# Separating/Reintroducing male/female bunnies.



## candicereid (Aug 19, 2012)

I have a male and a female rabbit from the same litter. They live in the same hutch, are 11 weeks old and absolutely adore each other. 

Lasr week I took them to the vet for their jabs and whilst there he said it's best to wait until the male is 4 months old before we get him neutered and a bit longer before we get her spayed. 

He is not showing any signs of sexual behaviour just yet but if he does before he reaches 4 months what do you suggest I do? I can separate them but will they get on as well as they do now? I don't want to do anything to jeopardise their friendship but I also don't really want any baby bunnies.

Any advice would be much appreciated.


----------



## MrRustyRead (Mar 14, 2011)

you really need to separate them pronto otherwise you may get an accidental pregnancy. then rebond them 8 weeks after the female has been spayed. they should be fine to rebond.


----------



## candicereid (Aug 19, 2012)

Oh wow, I didn't realise they'd need to be separated so soon.

So, just to get this right, I should separate them now and then put them back together 8 weeks after she's been spayed?

FYI - He is getting neutered on 7 October (4 months old) and she will be spayed on 7 December (6 months old) so I am not to put them back together until 1 February??
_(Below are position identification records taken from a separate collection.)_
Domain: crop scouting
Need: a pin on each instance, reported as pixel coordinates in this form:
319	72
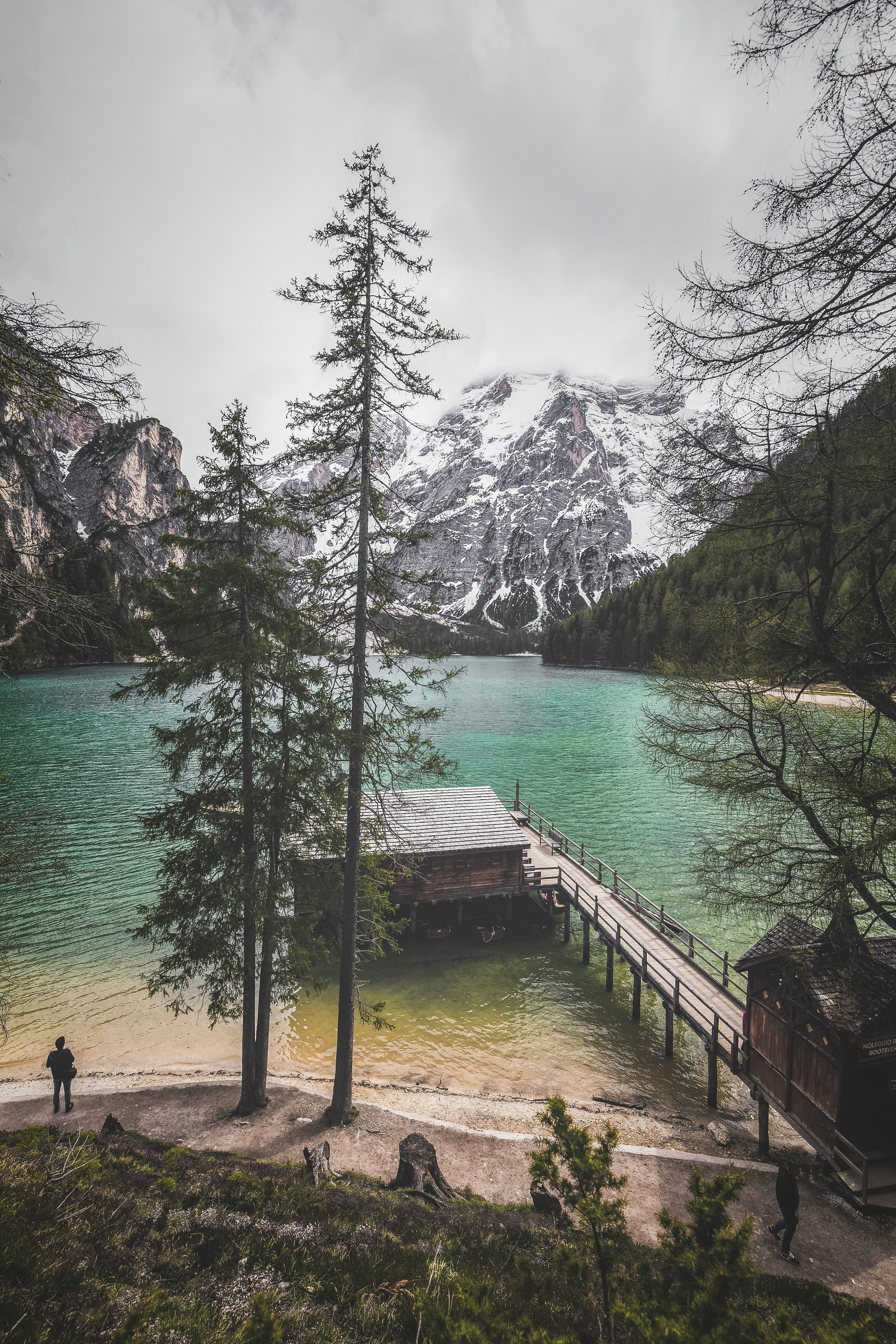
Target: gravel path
483	1143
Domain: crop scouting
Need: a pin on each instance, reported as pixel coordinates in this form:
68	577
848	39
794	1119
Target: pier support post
713	1084
764	1127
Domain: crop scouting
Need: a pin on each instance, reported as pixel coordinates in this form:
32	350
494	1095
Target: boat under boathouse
455	845
821	1048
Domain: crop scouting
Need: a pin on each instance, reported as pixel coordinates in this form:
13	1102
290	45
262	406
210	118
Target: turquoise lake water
523	1015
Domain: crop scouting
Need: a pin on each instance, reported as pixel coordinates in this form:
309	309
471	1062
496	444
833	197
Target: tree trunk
248	1091
318	1162
420	1174
342	1104
269	928
265	982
That seems quite long to me. Is that usual? Sorry for all the questions, I am a new bunny owner and I want to get this right and make sure they are happy.


----------



## kate_7590 (Feb 28, 2009)

candicereid said:


> Oh wow, I didn't realise they'd need to be separated so soon.
> 
> So, just to get this right, I should separate them now and then put them back together 8 weeks after she's been spayed?
> 
> ...


Yes that sounds about right


----------



## MrRustyRead (Mar 14, 2011)

yes thats true, as if they were to mature when together they could fight or she could get pregnant.


----------



## Louiseandfriends (Aug 21, 2011)

Yep, separate them quick! Try and keep them next to each other though so they can still enjoy each other's company. Male and female buns are the easiest combination to bond.


----------



## Guest (Aug 19, 2012)

Everyone has already said what I would do :thumbup:

Deffo separate asap, depending on what breed they are your buck "could" be sexually active from around 14 weeks old


----------